Una lectura de Spider-Man
El Spider-Man de Sam Raimi es un homosexual algo tópico. Esto no es nuevo: cuando se estrenó la primera parte ya leí algunas de estas interpretaciones creo que en el suplemento cultural de La Vanguardia, y el propio Raimi reconoció que esta ambigüedad era intencionada. La primera parte narra el despertar a la sexualidad de un adolescente y cómo este joven asume sus preferencias. Peter Parker comienza a experimentar cambios en su cuerpo. Es más, consigue que salga despedida una cosa blanca después de hacer según qué movimientos con la mano. No entraremos en detalles: ya sabemos todos lo que hace Parker en su habitación. Parker tiene un amigo, Harry Osborn, que le presenta a su padre, un tipo madurito, con dinero y sin esposa. La relación entre ambos es tan buena que Harry acaba rabiando de celos. En la película, Harry culpa a Spider-Man de haber matado a su padre. En realidad, lo que ocurre es que le descubre junto al cuerpo tumbado y con el torso desnudo de Norman Osborn. No hay que ser muy listo para saber lo que Harry ha descubierto en realidad. La primera parte acaba además con un Parker que renuncia a la chica para asumir su verdadera identidad, para hacerse cargo de quién es realmente.

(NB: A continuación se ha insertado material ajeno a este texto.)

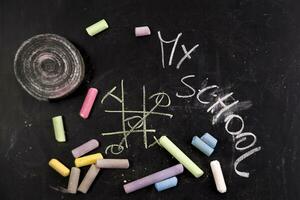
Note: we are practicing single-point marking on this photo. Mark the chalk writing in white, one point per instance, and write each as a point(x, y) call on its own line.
point(222, 107)
point(187, 54)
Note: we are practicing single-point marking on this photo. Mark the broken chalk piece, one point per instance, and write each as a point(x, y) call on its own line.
point(88, 160)
point(153, 178)
point(218, 176)
point(113, 163)
point(202, 146)
point(166, 184)
point(142, 31)
point(59, 167)
point(97, 27)
point(209, 140)
point(85, 148)
point(73, 180)
point(88, 179)
point(59, 130)
point(180, 156)
point(88, 103)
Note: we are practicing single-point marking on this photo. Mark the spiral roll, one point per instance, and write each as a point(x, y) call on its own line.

In and out Spider-Man 2 cuenta cómo Peter Parker sale del armario. En la primera parte, sólo Norman Osborn conoce su verdadera identidad, aunque Ben Parker da a entender con sus sermoncitos que sospecha algo de su sobrino y el hijo de Norman también debería saberlo, sólo que no lo tiene asumido. Peter comienza por intentar confesarle a Mary Jane que es Spider-Man. A Parker le sabe mal estar haciéndole daño y cree que es su obligación explicarle los motivos por los que no puede estar con ella. Pero es incapaz de hacerlo. De hecho, Parker duda y se pregunta por qué no puede ser como los demás. Incluso lo intenta. Deja de ser Spider-Man, vuelve a ver a Mary Jane, le va bien en clase, incluso tiene un encuentro a solas y en su habitación con la hija del casero. Pero nada de eso funciona: Peter no hace más que tropezar, no ve las cosas claras –literalmente- y siente remordimientos cada vez que oye una sirena. Total, que no se siente cómodo con esa impostura y decide volver a ser Spider-Man. Comienza por hablar con su tía May. En la película le confiesa que su tío murió por su culpa, cosa que provoca el rechazo sólo momentáneo de tía May, que en la escena siguiente le dirá que le quiere mucho. Esto recuerda -sí, también es un tópico- al momento de dar explicaciones a los padres. En todo caso, Parker ya ha decidido que él ha de ser quien realmente es -gloriosa escena de edificio en llamas con niña atrapada. Problema: Mary Jane quiere a Parker y se lo confiesa en una cafetería. Y aquí estalla la lucha entre el yo homosexual y el falso yo heterosexual de Parker.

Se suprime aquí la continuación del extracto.